Real Stories: People and Places

Photograph shows bird's-eye view of Alexandria, Va. (circa 1861-1865)Photograph shows bird's-eye view of Alexandria, Va. (circa 1861-1865)Library of Congress

Alexandria: A Town Occupied 

On April 17, 1861 Virginia delegates produced the Virginia Ordinance of Secession, stating Virginia’s intent to join the Confederacy. A month later on May 23, the citizens of Virginia approved the Ordinance by a popular vote of 132,201 to 37,451. James Green described the event in his diary as “the most quiet election I ever saw in town.”

Union forces arrived in Alexandria the following morning, thus marking the beginning of a four-year occupation of the city. Alexandria would become the longest occupied city in the entire Confederacy.

— Courtesy Carlyle House Historic Park

Alexandria – The Crossroads of the Civil War

On May 23, 1861, when Virginia officially voted to join the Confederacy, the fate of Alexandria was all but sealed. Alexandrians knew that their location, just across the Potomac from the ever-growing masses of Union troops, and their strategic value as a transport center, would make them an inevitable target. That reality came to be the very next morning, when Union troops landed there and began what would be a four-year occupation, the longest of any Confederate city in the Civil War.
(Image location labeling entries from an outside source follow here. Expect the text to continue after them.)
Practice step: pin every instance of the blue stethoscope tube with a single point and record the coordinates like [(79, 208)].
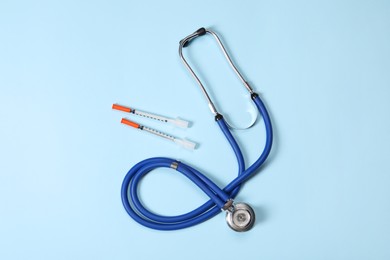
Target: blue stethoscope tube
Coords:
[(218, 197)]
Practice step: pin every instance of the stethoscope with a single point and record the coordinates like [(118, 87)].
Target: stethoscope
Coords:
[(239, 216)]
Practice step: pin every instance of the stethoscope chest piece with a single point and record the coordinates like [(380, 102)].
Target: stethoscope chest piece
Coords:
[(240, 217)]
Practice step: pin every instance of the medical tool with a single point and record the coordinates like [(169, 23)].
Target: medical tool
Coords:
[(239, 216), (174, 121), (182, 142)]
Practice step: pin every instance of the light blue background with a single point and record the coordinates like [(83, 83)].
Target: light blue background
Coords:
[(322, 67)]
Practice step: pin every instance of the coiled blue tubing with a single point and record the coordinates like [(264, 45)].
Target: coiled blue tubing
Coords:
[(218, 196)]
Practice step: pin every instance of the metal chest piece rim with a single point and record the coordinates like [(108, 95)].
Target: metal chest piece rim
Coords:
[(240, 217)]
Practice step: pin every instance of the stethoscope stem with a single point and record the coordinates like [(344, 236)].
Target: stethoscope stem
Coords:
[(239, 216)]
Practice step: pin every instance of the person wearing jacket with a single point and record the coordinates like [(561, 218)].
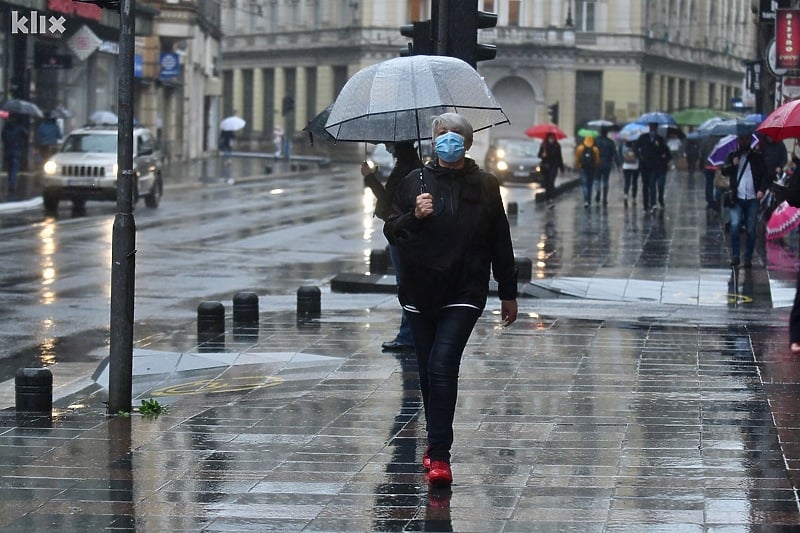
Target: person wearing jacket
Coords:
[(451, 231), (552, 162), (587, 171), (406, 160), (749, 178)]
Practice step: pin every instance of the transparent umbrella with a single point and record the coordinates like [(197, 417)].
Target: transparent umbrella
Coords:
[(395, 100)]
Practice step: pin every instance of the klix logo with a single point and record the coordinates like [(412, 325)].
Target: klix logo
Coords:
[(33, 23)]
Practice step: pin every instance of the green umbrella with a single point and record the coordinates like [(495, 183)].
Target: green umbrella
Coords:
[(695, 116)]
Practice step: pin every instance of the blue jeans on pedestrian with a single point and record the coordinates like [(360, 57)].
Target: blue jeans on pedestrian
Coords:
[(440, 339), (743, 211), (587, 179), (404, 335)]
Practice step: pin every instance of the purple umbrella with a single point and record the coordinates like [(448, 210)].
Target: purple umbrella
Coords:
[(724, 147)]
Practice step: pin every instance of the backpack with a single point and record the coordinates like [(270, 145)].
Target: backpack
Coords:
[(587, 157)]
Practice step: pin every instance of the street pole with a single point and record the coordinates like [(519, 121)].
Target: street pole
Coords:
[(123, 251)]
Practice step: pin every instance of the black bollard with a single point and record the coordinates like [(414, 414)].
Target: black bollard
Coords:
[(379, 261), (524, 269), (308, 302), (34, 390), (211, 325)]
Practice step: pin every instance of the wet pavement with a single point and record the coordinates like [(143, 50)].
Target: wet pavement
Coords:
[(645, 387)]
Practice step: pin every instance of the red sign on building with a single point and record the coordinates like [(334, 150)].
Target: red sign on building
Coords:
[(787, 38)]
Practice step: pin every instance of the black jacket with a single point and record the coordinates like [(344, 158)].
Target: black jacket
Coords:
[(446, 258)]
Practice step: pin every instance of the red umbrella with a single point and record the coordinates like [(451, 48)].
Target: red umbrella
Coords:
[(783, 123), (540, 131), (783, 220)]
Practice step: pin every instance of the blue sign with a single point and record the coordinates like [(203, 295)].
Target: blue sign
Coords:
[(170, 66), (138, 66)]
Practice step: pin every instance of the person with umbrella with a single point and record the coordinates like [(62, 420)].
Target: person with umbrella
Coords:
[(451, 231), (749, 179), (552, 162), (654, 157), (15, 137), (406, 160)]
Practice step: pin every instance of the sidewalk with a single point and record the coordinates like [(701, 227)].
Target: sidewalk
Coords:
[(650, 389)]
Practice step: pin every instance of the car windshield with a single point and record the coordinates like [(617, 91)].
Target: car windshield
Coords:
[(521, 149), (90, 142)]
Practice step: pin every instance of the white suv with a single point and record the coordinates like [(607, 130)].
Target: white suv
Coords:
[(85, 168)]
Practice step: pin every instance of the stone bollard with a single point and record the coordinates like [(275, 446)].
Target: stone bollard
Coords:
[(524, 269), (379, 261), (211, 326), (34, 390), (308, 302)]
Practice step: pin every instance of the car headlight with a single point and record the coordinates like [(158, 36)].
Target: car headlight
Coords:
[(50, 168)]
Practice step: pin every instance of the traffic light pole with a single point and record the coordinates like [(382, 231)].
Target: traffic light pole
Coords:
[(123, 245)]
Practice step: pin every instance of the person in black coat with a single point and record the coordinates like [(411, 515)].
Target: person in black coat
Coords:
[(451, 231), (749, 179), (552, 162), (406, 160)]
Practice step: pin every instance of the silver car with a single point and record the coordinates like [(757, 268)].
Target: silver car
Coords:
[(85, 168)]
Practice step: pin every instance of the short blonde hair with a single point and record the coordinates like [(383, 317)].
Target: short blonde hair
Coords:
[(453, 122)]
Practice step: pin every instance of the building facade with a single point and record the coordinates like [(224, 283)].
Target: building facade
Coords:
[(595, 58)]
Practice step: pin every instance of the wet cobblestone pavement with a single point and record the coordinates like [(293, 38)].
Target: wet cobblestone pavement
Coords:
[(594, 412)]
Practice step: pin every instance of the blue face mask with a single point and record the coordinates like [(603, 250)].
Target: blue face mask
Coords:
[(450, 147)]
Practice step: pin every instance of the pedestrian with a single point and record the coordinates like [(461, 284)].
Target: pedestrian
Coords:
[(587, 159), (48, 135), (654, 158), (691, 151), (406, 160), (552, 162), (609, 158), (451, 231), (15, 136), (630, 171), (749, 179)]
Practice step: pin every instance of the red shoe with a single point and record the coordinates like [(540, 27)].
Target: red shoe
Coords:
[(440, 474)]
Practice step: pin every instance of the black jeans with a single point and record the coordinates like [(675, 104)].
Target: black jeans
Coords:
[(440, 340)]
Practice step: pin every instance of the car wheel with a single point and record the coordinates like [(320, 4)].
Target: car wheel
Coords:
[(50, 202), (153, 199)]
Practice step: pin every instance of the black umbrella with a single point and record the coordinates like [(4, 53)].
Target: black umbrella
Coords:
[(22, 107)]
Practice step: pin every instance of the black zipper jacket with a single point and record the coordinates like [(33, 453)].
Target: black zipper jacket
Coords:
[(446, 258)]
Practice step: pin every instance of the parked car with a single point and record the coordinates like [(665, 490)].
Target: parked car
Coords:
[(514, 159), (85, 168)]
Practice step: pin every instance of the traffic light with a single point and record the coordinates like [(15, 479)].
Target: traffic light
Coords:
[(422, 36), (553, 111), (463, 22)]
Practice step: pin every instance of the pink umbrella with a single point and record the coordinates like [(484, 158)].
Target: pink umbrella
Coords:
[(783, 220), (783, 123)]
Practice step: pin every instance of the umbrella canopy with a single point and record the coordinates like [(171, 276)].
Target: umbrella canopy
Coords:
[(632, 131), (540, 131), (695, 116), (22, 107), (103, 118), (232, 123), (395, 100), (657, 116), (724, 147), (316, 126), (783, 123), (783, 220)]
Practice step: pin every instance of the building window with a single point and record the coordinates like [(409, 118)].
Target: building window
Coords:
[(513, 12), (584, 15)]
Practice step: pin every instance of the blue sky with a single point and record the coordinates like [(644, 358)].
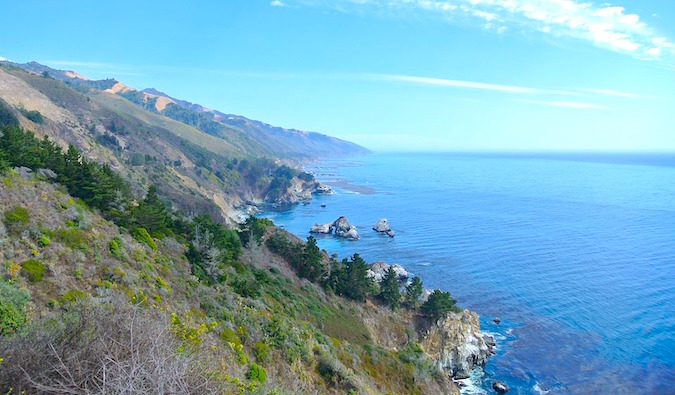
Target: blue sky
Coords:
[(388, 74)]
In October of that year, a writer for the local news wrote of the city:

There has been, we expect, few places more affected by the present war than Alexandria. Not six months ago, a thrifty growing city — with an energetic, prosperous, and happy population — unusually free from the crime and misery of cities generally, Alexandria occupied an enviable position, and in a social point of view, stood pre-eminently high. But a change — aye! — a sad change has come over the good old town. A large number of the oldest and most respected families are no longer "of us," having left their homes at the beginning of the war — their houses are closed or occupied by others, and their wonted life and cheerfulness has departed. The many pleasing promenades and places of familiar resort in the neighborhood are deserted, and the streets on which principally are residences of the citizens present a most desolate appearance.

In the spring of 1862, when the story of Mercy Street begins, Alexandria had become the “Crossroads of the Civil War.” The Confederate victory in the Battle of Bull Run 10 months earlier sent wounded soldiers from both sides of the conflict flooding into the city, presenting an unprecedented and overwhelming scale of casualties that brought a desperate need for more hospitals. Mansion House, which became the largest of these hospitals at more than 500 beds, was confiscated from prominent Alexandrian James Green, and had been the most luxurious hotel in the region.

The once prosperous Southern port and railroad town was now a melting pot including military personnel and civilians on both sides of the conflict, nurses, doctors, wounded soldiers and a growing population of escaped slaves who were flooding the city to achieve relative freedom and employment opportunities. Technically still the property of their former masters, these escapees were labeled “contraband” in order to prevent them from having to be returned. By 1863, some estimates put the number of contrabands in the city at 18,000, an increase of more than 10,000 in a period of just 16 months.